最初の時点で「だいたいいくらくらいもらえるか」がわかっています。

 

また、一ヶ月に一度現金が支給されることが労働基準法によって定められています。

 

つまり、同僚と現金は、「中学生でも予想できる範囲」だということです。

 

しかし、上司は違います。

 

上司は、何をしてくるかわかりません。

 

ここで、目線を上司側に切り替えます。

 

部下は、あなたの対応が良ければ良いほど、「この職場に居続けたい」と思います。

 

あなたが部下の話を一回だけでも無視したとするならば、もう信頼関係は終わりです。

 

残念ながら、海に牛乳をこぼした時のように、信頼関係は戻りません。

 

これは、有限の人生を生きる人間における試練です。
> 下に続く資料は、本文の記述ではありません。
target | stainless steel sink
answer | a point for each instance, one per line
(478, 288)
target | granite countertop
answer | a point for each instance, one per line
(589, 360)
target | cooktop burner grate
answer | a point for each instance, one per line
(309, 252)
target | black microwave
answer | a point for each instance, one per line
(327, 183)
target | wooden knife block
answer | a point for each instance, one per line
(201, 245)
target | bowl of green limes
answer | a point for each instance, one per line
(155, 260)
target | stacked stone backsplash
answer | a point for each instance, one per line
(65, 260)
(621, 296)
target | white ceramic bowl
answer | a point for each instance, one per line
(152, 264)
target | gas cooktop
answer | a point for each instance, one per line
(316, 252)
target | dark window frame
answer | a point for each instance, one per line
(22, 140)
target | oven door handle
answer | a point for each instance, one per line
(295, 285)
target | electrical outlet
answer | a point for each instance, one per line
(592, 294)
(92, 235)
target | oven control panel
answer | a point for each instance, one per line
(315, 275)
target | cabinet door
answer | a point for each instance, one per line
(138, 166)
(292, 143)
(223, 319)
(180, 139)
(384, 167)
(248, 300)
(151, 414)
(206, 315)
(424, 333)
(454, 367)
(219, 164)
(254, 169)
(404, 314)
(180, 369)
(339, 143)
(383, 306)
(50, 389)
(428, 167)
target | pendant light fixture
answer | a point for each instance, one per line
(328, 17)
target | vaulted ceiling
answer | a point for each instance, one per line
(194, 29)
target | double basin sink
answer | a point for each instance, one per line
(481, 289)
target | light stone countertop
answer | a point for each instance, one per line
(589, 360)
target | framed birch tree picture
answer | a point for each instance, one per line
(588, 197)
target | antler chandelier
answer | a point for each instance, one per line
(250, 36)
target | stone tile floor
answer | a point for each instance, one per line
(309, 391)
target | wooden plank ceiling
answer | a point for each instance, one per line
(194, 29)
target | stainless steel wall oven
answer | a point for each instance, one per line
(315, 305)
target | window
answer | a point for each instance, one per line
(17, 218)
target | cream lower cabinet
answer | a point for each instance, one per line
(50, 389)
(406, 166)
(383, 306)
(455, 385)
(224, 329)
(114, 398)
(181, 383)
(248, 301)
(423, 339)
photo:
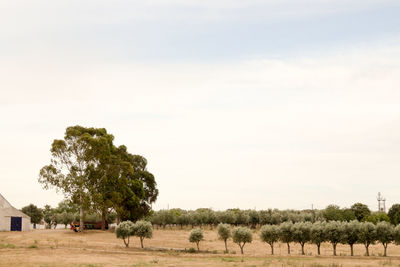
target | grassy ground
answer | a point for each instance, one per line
(167, 248)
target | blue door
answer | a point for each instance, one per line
(16, 223)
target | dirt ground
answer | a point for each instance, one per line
(167, 248)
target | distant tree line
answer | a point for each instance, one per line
(333, 232)
(252, 218)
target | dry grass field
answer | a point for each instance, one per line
(96, 248)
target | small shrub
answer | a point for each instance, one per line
(196, 235)
(125, 230)
(224, 232)
(241, 236)
(143, 229)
あなたが無視した部下は一生あなたのことを信頼することはありません。

 

見かけは慕っているように見えても、それは「オシゴト」だからです。

 

あなた自身が部下だった時のことを思い出せば、この気持ちは当然わかるかと思います。

 

部下は、あなたのことを見ていないように見えますが、全く違います。

 

上司の一挙手一投足を凝視します。

 

それだけではなく、部下は上司の行動をコピーします。

 

なぜなら、上司の行動しか、模範として真似るものがないからです。

 

しかし、一定の時間が過ぎると、「あれ?こいつ、さては無能だな・・・?」と悟られる可能性があります。

 

部下自身も人間ですから、職場に慣れてくると全体を俯瞰して見るようになり、上司の立ち振る舞いや人間性、さらには人間関係を細かく分析できるようになってくるのです。

 

もちろん、上司であるあなた自身が仕事に誇りを持って邁進し、かつ部下の声に耳を傾け続ければ、評価は逆です。

 

その部下は、職場を去りません。唯一、去る条件があるとすれば、

 

あなたがその職場を去る時でしょう。

 

上司であるあなたがその職場に疑問を持てば、あなたを信頼する部下も現場に何かしらの問題を見つけます。

 

部下は、ずーっと、黙って、あなたのことを見ています。あなたが背を向けているときに。